A film buff who worships Stanley Kubrick, Goodluck was born and raised in Albuquerque, New Mexico, and is a member of the Dine, Mandan, Hidatsa and Tsimshian tribes. His first experience acting was as the lead in an elementary school production of A Charlie Brown Christmas. From there, he started taking acting classes, doing community theater, making his own short films, and going on auditions. The Revenant was the one that finally stuck.
Set in 1823, The Revenant chronicles Glass’s journey to exact revenge on John Fitzgerald (Hardy), a fur trapper who left Glass for dead after a savage bear attack. The movie was filmed on location in the untamed wilderness of Calgary, Canada, forcing all of the actors to endure harsh conditions to deliver their best performances.
“The weather really kicks your butt, but it puts you in that natural state,” says Goodluck. “It was very easy to slip into the cues of someone who was in that period because we were literally living it.”
Goodluck also had a front row seat to DiCaprio’s Golden Globe-nominated performance, which saw the actor bracing through freezing temperatures and eating raw bison liver. Goodluck said he thinks DiCaprio deserves all the recognition he’s getting for such an “incredible” performance.

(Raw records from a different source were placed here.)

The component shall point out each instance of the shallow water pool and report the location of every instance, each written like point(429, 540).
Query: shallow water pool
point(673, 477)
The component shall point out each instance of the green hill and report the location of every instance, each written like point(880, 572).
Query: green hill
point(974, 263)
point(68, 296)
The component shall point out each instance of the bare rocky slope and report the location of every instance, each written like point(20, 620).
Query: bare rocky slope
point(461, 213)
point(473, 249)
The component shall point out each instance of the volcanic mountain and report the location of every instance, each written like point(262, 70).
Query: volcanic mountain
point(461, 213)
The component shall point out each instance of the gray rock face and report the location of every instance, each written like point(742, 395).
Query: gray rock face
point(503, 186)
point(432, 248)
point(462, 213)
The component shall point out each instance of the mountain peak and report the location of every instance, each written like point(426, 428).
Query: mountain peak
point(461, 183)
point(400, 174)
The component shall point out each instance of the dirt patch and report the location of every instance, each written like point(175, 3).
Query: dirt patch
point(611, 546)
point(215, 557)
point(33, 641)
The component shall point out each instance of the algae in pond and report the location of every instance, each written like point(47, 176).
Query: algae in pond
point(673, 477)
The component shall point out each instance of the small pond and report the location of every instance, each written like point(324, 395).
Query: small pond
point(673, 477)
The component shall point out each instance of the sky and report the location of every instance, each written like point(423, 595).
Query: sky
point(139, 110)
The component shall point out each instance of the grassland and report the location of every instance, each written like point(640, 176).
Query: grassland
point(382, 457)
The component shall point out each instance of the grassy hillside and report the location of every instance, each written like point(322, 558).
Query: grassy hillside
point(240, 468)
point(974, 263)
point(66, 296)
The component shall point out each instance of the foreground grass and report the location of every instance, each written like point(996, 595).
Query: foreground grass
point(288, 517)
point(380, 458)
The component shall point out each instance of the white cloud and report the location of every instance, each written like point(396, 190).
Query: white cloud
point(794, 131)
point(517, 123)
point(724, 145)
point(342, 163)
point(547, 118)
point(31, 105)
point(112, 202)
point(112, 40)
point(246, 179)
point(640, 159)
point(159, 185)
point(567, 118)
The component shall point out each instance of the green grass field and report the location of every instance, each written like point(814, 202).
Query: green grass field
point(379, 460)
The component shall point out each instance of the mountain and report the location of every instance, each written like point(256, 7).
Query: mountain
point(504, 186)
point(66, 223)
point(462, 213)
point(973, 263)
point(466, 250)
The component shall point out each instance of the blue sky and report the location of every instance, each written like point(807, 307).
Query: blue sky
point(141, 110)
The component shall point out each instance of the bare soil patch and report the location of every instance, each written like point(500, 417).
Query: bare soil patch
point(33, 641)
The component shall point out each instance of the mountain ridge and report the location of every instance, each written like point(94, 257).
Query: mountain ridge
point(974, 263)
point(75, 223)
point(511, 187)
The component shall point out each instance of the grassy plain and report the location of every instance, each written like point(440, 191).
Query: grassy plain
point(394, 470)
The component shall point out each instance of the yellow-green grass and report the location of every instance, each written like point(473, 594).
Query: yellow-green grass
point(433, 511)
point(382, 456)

The toughest scene Goodluck had was a fight scene with Hardy, which, like several scenes in the movie, was one long take, but required upwards of 30 or 40 attempts to nail down. Spending so much time with Hardy allowed Goodluck to observe and learn from him.

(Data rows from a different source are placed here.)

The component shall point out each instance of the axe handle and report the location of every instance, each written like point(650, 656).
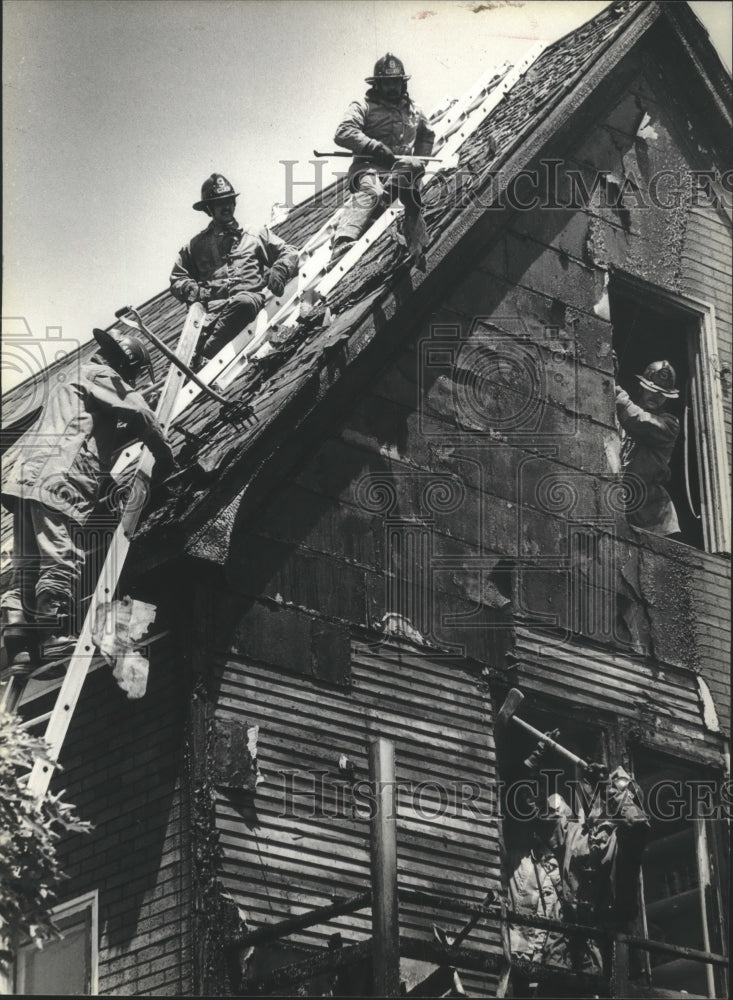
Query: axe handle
point(550, 742)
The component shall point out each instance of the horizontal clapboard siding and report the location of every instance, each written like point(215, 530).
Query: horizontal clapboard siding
point(706, 274)
point(284, 861)
point(605, 682)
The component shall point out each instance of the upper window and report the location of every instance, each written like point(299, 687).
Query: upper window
point(651, 325)
point(65, 967)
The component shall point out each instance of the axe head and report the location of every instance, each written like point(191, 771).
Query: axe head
point(511, 703)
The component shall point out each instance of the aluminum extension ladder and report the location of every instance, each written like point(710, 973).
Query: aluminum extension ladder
point(453, 127)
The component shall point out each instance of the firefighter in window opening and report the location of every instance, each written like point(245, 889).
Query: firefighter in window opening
point(388, 134)
point(648, 438)
point(227, 268)
point(575, 868)
point(51, 483)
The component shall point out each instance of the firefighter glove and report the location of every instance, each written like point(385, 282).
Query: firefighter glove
point(276, 280)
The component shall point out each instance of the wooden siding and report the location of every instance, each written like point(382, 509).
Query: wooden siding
point(664, 701)
point(280, 862)
point(706, 275)
point(121, 767)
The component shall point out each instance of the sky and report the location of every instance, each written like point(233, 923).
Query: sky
point(115, 111)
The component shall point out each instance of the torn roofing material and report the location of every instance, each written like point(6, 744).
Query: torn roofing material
point(285, 387)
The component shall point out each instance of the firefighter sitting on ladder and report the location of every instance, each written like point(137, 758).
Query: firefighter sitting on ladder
point(388, 134)
point(51, 484)
point(226, 267)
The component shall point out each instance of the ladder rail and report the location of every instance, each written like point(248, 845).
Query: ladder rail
point(85, 651)
point(456, 125)
point(460, 121)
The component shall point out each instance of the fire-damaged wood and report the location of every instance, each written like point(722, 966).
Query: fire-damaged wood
point(428, 501)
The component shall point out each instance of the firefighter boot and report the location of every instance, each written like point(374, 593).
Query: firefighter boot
point(19, 641)
point(52, 615)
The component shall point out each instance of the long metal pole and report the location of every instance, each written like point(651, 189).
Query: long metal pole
point(385, 915)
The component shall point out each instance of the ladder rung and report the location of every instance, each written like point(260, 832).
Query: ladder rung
point(30, 723)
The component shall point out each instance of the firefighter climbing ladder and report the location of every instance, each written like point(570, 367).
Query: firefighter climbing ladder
point(453, 127)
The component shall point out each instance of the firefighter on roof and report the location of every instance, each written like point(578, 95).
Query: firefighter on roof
point(648, 438)
point(387, 134)
point(227, 268)
point(51, 482)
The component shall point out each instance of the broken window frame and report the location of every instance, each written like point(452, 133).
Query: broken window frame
point(706, 399)
point(707, 848)
point(86, 909)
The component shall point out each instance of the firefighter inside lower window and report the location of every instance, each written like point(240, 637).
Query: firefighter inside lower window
point(388, 135)
point(648, 437)
point(52, 483)
point(577, 865)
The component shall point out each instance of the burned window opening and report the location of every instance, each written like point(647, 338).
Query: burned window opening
point(535, 855)
point(679, 903)
point(642, 335)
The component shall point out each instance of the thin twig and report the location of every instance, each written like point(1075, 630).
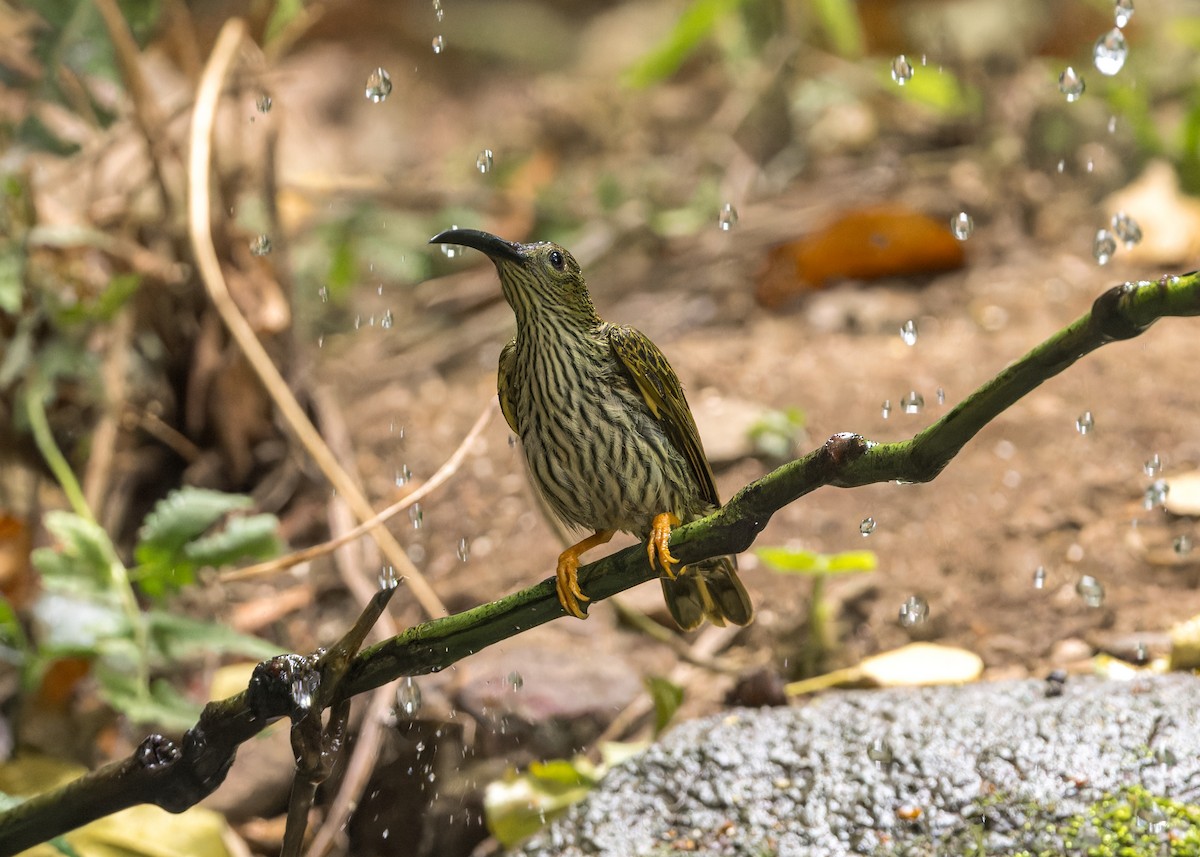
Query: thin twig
point(432, 484)
point(198, 216)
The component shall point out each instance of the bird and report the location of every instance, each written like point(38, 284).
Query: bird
point(607, 433)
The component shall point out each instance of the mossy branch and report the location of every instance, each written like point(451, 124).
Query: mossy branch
point(178, 777)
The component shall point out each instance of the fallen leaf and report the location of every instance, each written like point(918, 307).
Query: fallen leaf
point(861, 245)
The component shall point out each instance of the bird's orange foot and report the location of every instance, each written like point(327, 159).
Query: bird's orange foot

“Hardy taught me a lot about confidence and understanding the beats of the scene,” he says, describing Hardy as intense but “thoughtful” and “very sweet and kind.” From DiCaprio, he learned how “to be very natural in the silences.”
One thing Goodluck appreciated about the movie was that it was directed by someone “who looked like” him and portrayed “Indians as Indians.” Goodluck says he’s seen his fair share of “ignorantly racist” scripts as well ones that “are so ahead of their time.”
“I was so grateful to have a brown director at the helm,” the actor said of Mexican Iñérritu”. “Even though he’s from Mexico, he understands aspects of this country much easier than many other people. It was just so cool work with that caliber of artistry, but also to know they’re coming from a place that’s similar as mine.”
Because he was underage at the time of filming, his mother accompanied him on the set. He credits her support with helping him make it through this experience, especially in the beginning when he was homesick. “I wouldn’t have had anyone else but my mother with me,” he says.
With The Revenant finally out in theaters, Goodluck is waiting to hear back from colleges, spending time with friends after being away for year, watching Rick and Morty, and, most importantly, looking for his next project.
“[I’m looking for] roles and films that reflect something truthful, to work with great artists, and work on good projects, whether they’re good films or not, just to learn and better myself and better my craft.”